[whatwg] Proposal for separating script downloads and
bzbarsky at MIT.EDU
Tue Feb 22 18:22:36 PST 2011
On 2/22/11 8:14 PM, Kyle Simpson wrote:
>> First of all, which two proposals are we talking about here?
> 1. Nicholas' proposal, which is currently to "preload" a script if its
> script element is marked with a `preload` attribute, before the setting
> of the `src` property. To "execute" the script, you add the script
> element to the DOM. To detect when the preload finishes, you listen to
> the `onpreload` event.
> 2. My proposal, which is (by and large) to standardize the functionality
> that IE already has, and that the spec already suggests, which is that
> preloading happens when setting the `src` property before adding the
> script to the DOM. To "execute", add the script to the DOM. TO detect
> when the preload finishes, listen for the `onreadystatechange` event to
> signal that the `readyState` property is "loaded".
The api of #2 seems somewhat cleaner to me.
#1 seems safer to implement.
I'm not sure which one I prefer...
>> It would certainly make implementing it soon unlikely, if such a beastie
> is needed.
> I guess that's the crux of the question. Is such a mechanism needed to
> make either of those two proposals something palatable to a browser like
I don't think we'd need anything like this for proposal #1 above. For
#2, I'm not sure yet.
>> For some things (e.g. stylesheets and images) browsers don't do this in
>> many cases (and the HTML5 spec in fact requires such behavior). What
>> should the script behavior be?
> Let me restate: I'm not purporting to know what the semantics should or
> should not be. I'm suggesting they should be, per browser, exactly the
> same as normal dynamic script loading, in each browser, already behaves.
> In other words, I've been operating under the assumption that neither
> proposal requires explicitly defining or changing the current HTTP
> caching semantics.
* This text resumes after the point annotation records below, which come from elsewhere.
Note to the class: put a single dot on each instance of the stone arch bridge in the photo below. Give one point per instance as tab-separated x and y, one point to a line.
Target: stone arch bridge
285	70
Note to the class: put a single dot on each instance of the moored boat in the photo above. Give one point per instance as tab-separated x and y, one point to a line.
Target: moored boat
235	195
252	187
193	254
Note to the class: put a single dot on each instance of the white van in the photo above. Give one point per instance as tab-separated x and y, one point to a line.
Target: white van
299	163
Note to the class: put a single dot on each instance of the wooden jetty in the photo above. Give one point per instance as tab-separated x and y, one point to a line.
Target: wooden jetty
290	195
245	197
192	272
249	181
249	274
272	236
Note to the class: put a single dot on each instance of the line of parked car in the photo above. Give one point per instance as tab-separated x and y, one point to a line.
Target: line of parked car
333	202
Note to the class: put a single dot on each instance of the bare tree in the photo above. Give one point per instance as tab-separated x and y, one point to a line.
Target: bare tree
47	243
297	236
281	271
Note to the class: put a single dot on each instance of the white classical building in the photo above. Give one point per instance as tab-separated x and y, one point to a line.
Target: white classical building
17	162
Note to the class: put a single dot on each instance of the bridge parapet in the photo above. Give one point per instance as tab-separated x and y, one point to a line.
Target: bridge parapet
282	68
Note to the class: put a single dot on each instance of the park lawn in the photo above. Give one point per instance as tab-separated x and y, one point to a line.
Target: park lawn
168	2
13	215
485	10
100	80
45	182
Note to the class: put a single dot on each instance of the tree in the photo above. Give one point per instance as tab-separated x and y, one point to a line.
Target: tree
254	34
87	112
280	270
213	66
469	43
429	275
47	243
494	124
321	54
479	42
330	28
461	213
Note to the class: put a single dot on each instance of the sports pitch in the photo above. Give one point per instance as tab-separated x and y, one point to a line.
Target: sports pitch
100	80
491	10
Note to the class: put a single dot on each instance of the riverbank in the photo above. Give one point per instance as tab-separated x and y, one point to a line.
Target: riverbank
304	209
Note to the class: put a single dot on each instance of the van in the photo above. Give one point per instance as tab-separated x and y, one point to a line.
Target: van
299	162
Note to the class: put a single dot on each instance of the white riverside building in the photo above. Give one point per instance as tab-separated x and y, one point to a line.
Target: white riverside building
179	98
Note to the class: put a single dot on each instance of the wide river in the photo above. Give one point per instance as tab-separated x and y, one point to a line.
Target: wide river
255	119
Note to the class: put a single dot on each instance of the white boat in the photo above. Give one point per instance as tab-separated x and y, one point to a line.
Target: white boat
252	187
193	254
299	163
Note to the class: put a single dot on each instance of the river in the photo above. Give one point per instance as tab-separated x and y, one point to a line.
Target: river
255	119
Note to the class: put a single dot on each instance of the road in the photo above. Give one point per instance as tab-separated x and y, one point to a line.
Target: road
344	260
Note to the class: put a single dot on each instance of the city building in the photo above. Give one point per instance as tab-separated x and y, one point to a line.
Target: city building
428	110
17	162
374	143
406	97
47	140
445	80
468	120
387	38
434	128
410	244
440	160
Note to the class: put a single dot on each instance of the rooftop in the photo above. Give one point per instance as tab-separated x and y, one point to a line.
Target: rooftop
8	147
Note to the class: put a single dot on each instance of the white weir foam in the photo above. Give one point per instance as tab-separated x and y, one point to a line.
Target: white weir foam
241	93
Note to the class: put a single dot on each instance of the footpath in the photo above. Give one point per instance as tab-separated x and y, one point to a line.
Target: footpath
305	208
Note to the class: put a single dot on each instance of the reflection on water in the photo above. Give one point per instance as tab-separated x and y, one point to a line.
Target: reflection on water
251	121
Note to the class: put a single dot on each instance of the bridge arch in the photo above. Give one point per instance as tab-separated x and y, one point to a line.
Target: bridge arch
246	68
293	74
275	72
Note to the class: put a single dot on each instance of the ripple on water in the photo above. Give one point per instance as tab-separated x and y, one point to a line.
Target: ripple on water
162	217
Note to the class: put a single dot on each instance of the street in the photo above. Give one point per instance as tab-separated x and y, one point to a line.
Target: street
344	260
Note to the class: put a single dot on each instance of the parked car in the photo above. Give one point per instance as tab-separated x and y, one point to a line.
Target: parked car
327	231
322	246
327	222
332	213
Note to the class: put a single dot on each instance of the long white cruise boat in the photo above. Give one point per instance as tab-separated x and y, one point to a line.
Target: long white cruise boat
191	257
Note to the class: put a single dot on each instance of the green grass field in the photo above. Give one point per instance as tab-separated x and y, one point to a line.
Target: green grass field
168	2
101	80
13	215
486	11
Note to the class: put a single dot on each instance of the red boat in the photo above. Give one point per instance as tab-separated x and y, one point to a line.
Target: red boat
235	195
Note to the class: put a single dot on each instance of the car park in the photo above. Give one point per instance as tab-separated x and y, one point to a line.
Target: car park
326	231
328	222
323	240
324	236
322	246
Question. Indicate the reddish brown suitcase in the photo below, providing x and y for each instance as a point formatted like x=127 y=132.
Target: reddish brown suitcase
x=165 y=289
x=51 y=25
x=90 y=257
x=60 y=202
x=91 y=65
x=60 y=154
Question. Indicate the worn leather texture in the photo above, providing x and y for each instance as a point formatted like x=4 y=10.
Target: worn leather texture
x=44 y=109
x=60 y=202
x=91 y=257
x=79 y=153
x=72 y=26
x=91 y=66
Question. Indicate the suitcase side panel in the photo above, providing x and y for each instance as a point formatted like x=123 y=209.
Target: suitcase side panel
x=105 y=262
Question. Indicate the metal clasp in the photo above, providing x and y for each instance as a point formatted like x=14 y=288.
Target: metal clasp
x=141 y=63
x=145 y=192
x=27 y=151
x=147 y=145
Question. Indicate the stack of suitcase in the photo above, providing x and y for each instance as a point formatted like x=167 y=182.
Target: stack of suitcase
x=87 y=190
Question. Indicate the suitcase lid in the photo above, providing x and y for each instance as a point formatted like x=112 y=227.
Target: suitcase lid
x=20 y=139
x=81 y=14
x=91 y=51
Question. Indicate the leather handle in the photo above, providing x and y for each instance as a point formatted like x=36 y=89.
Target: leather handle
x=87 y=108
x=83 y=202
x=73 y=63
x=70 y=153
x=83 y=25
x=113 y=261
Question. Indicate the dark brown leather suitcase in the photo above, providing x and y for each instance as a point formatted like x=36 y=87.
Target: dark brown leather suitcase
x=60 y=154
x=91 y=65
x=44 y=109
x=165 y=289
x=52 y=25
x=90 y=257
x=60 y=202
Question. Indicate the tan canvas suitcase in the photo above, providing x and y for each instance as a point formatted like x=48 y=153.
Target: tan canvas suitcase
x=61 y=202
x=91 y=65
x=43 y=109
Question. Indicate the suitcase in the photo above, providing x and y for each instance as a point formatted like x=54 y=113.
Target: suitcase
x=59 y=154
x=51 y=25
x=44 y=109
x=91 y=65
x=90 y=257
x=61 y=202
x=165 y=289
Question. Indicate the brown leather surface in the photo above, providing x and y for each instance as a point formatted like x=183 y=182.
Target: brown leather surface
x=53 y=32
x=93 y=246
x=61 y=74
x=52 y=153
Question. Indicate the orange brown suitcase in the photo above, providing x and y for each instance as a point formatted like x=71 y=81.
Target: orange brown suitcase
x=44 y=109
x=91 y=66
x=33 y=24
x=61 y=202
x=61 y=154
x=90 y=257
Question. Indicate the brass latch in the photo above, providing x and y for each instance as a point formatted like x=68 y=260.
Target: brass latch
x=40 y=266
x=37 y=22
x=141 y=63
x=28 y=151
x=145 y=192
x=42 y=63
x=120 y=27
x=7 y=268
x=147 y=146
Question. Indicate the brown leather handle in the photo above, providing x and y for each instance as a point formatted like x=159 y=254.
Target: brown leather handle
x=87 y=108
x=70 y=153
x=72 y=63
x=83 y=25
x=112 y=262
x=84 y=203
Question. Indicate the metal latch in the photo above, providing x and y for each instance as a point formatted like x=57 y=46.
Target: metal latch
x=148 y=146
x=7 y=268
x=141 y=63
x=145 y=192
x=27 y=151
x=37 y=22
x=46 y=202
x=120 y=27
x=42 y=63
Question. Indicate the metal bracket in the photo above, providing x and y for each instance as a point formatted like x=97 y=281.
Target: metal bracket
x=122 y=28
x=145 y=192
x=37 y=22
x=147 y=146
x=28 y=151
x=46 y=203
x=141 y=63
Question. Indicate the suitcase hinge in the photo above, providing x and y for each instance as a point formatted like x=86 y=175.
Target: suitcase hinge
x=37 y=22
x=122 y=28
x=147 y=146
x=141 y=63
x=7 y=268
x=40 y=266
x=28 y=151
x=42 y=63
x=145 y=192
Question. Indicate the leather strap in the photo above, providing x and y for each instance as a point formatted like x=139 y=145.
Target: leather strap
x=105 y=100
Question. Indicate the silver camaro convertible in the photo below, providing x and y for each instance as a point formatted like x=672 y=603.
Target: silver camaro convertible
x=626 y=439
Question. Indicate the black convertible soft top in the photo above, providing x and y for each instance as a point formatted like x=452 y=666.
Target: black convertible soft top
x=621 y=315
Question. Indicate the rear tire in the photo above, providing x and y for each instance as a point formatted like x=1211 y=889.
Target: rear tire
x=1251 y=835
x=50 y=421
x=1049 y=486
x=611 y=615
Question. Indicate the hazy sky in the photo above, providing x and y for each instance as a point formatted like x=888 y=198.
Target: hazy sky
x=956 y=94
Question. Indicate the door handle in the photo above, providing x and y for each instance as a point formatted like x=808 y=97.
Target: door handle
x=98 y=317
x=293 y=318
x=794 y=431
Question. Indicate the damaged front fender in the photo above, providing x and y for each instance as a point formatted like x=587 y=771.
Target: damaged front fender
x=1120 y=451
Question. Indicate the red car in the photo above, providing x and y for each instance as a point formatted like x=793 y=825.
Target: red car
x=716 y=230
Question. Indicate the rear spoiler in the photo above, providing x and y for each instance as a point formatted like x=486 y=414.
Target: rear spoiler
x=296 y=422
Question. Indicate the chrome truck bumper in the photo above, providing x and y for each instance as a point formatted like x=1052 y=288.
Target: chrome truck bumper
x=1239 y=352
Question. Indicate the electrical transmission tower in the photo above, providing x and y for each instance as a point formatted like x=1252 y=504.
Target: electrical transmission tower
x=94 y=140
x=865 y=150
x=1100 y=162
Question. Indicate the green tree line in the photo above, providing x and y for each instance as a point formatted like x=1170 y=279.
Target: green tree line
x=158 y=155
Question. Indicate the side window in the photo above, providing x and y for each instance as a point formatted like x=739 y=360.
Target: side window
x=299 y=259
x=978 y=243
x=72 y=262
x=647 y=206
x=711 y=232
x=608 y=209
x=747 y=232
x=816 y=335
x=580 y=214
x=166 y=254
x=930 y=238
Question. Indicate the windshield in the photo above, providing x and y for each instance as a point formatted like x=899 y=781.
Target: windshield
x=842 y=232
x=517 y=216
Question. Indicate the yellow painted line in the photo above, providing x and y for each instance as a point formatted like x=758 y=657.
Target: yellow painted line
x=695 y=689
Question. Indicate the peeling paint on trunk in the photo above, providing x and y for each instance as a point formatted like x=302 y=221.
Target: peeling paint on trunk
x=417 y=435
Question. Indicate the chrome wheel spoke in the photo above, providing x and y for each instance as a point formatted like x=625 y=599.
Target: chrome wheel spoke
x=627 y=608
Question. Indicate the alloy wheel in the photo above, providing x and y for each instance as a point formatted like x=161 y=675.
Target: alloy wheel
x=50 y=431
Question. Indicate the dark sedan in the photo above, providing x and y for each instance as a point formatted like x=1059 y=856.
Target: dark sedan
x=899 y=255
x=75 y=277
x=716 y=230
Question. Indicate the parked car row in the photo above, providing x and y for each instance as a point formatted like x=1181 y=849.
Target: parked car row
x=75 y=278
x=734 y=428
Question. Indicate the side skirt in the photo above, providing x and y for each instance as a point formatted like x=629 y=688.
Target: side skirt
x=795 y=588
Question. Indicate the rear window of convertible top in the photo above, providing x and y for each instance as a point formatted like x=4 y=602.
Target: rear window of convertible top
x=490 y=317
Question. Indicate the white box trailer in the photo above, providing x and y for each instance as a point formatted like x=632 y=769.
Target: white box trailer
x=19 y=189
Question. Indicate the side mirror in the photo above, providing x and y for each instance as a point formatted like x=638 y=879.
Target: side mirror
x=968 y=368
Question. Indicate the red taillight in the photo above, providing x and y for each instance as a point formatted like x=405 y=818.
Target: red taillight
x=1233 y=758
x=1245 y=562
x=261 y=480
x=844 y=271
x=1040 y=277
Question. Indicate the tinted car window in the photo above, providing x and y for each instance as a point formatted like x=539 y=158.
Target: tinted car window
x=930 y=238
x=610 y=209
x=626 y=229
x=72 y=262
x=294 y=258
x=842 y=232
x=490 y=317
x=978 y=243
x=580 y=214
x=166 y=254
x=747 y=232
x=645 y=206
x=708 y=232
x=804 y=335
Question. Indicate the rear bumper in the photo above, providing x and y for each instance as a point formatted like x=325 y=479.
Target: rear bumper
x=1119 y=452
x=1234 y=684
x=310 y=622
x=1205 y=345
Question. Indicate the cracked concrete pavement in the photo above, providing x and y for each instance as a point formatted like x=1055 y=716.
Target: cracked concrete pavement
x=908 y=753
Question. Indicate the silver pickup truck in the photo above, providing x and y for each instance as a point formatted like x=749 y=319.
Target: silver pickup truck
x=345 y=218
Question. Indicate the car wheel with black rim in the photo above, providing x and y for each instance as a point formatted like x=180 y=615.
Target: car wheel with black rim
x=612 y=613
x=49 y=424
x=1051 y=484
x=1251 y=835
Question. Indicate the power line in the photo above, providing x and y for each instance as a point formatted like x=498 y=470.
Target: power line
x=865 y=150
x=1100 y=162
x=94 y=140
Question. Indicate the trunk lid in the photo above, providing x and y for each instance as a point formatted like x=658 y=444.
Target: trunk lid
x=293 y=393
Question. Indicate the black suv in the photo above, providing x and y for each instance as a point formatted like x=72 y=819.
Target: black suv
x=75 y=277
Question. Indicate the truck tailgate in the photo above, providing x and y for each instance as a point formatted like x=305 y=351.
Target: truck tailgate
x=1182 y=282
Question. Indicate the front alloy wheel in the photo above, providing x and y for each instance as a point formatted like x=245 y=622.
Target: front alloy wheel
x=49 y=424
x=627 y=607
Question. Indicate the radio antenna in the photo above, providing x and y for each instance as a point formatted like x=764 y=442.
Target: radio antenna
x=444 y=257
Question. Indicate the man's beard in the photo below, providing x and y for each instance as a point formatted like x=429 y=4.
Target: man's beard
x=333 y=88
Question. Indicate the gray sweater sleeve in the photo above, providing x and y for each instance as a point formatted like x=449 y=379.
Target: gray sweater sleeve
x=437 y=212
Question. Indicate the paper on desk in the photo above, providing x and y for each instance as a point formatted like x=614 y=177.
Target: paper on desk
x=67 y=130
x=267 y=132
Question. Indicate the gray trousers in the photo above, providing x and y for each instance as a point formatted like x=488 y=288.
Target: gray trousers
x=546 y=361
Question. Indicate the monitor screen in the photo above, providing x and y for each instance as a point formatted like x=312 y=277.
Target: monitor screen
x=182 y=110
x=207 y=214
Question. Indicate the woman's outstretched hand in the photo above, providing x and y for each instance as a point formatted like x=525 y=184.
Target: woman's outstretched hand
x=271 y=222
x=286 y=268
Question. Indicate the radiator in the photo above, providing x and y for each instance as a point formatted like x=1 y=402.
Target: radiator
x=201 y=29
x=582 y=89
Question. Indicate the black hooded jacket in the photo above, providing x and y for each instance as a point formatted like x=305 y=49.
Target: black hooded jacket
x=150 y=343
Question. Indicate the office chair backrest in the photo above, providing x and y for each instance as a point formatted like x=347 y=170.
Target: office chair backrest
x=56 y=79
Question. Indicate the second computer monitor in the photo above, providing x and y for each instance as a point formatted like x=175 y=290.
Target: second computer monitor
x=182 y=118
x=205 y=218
I'm hoping that if this assumption is wrong, someone
> can help me understand why?
This assumption is not wrong, per se.
> I don't understand why the preloading specifically would imply different
> HTTP caching semantics than normal dynamic script loading?
It doesn't have to. It's just that if preloading is easy to trigger by
accident and authors don't notice when they accidentally preload lots of
stuff then we may have a problem if we don't coalesce identical-object
(whatever that means) loads.
Normal script loading doesn't have the "don't notice" issue much,
because a typical script running is noticeable.